Сегодня она сублимирует всегдашней прямотой выражения своих чувств к зрелищу игры, к потере, сегодня спортом понесенной, объединяет всех болельщиков, иногда мнящих себя натурами более сложными и загадочными, чем они есть на самом деле. Но в сегодняшнем горе равно искренних с Машей, обычно развлекающей их внимание нескрываемостью своих эмоций, но сейчас, кстати, очень сдержанной, замкнутой.
И с болельщиками отношения Боброва складывались весьма непросто. Он придавал наиглавнейшее значение контакту с ними. Но им этого никогда не показывал.
Мысли его о необходимости солистов связаны, между прочим, с обязательным восприятием игры переполненным, не иначе, стадионом. Переполненным, как всегда и было при Боброве – игроке.
Этот переполненный стадион кричал: «Бобра с поля!»
Но мог ли он обижаться на это грубоватое кокетство?
Он-то догадывался, что с ними будет твориться, когда он и на самом деле уйдет из-за очередной травмы с поля… «Бобер» – в это слово мог враз вложить все знание свое об игре и самый искушенный специалист, и профан, просвещенный в футболе присутствием в мире Боброва.
Он стоял, «Бобер», закутавшись в свою показную вальяжность, и стадион надрывался, негодуя: «Бобра с поля!»
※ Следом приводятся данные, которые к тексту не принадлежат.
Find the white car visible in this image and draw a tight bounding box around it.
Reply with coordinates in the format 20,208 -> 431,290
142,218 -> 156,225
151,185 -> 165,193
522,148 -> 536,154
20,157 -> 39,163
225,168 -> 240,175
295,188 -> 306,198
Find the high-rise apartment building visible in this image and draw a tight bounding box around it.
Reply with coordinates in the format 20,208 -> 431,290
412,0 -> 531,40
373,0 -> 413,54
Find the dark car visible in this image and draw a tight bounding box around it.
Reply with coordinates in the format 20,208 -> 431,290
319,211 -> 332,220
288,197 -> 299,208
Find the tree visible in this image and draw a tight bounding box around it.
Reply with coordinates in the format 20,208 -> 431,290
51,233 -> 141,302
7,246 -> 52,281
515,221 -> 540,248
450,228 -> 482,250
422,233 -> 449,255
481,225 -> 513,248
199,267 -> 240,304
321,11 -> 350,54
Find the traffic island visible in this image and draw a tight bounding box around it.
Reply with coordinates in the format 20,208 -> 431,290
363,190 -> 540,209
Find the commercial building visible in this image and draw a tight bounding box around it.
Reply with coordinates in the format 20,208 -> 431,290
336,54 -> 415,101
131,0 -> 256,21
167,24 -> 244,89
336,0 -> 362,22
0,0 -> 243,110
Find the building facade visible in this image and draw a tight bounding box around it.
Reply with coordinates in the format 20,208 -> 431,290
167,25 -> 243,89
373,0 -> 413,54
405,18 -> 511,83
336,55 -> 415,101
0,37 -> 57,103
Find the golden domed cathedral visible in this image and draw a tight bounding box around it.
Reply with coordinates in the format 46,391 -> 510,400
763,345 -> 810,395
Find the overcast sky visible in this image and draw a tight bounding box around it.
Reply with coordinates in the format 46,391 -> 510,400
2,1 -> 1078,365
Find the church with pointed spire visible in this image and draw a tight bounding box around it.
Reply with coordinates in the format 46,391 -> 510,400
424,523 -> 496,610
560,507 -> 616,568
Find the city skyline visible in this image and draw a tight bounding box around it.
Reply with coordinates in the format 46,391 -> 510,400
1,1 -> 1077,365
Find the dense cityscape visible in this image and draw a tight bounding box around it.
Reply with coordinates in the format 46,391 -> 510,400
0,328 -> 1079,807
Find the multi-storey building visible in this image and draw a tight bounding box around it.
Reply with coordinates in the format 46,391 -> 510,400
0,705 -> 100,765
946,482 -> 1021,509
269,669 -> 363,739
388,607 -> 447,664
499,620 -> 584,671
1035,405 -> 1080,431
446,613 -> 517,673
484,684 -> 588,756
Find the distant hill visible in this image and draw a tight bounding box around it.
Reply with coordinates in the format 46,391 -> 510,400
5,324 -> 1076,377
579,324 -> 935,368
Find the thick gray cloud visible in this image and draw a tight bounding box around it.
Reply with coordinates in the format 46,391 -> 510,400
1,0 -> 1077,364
«Бобер» вызывал огонь на себя нарочно. Он же не мог после всех травм играть игру от начала и до конца в полную силу. Он взрывался фамильной игрой, лишь усыпив, обманув тревожное к себе внимание противников…
А у публики не хватало терпения ждать его порыва, они тосковали по его удали, томились, словно сдавившие их соседи на трибунах и были те защитники, что удерживали их «Бобра».
Они кричали: «…с поля». Но на самом-то деле звали его, торопили, заставляли проявить себя на поле во всей силе.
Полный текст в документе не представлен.